しかし、ダイアナは少し困ったように微笑んで、オーレリアの肩へと寄り添った。
昼用のドレスとは違い、デコルテが大きく開いた夜会用のドレスはダイアナの豊満な胸元を強調し、白い肌はシャンパンの酒精によってほんのり桃色に染まっていた。
「いいえ、事実よ。 アルビオンの女たちは化粧も、眉を整えることさえ厭うわ。 だからいつまでも私たちが田舎の国と馬鹿にされていることに気付かないで」
やけに親しく自分に触れてくるダイアナにオーレリアはいささか対処に困っていた。 親戚ゆえの気安さなのか、これもアルビオン風だというのか、彼女の距離感は初対面にしては近すぎた。
オーレリアは少しだけ身を起こしてダイアナと距離を取りながら、彼女の話を聞いていた。 ダイアナは距離を取られたことを補うように、オーレリアの手に自分の手を重ね微笑んだ。

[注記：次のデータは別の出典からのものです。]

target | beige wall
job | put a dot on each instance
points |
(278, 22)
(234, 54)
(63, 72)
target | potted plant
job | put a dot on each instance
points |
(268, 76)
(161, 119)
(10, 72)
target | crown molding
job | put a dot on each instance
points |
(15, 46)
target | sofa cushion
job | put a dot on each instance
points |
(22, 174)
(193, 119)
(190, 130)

「私はソフィアがうらやましかったわ。 当時、まだアルビオンは二流国家と呼ばれていたから、最先端のものが揃うアウローラ王国へ嫁ぐことが決まった妹が妬ましかった。 何故彼女なのか、どうして私じゃなかったのか……私は彼女より美しければ私が選ばれたはずなのにと思ったわ」
ダイアナは真面目な口調で語っていたが、オーレリアはそれに違和感を覚えていた。
ダイアナは間違いなくソフィアより美しい。 それは化粧や装いなどという後付けできるものの話ではない。 顔立ちからしてダイアナは肖像画の母と違い、ぱっと人目をひきつけるような美しさを持っている。
オーレリアは居心地が悪いと感じながら、ふと、ダイアナが手にしていたハンドバッグに目を止めた。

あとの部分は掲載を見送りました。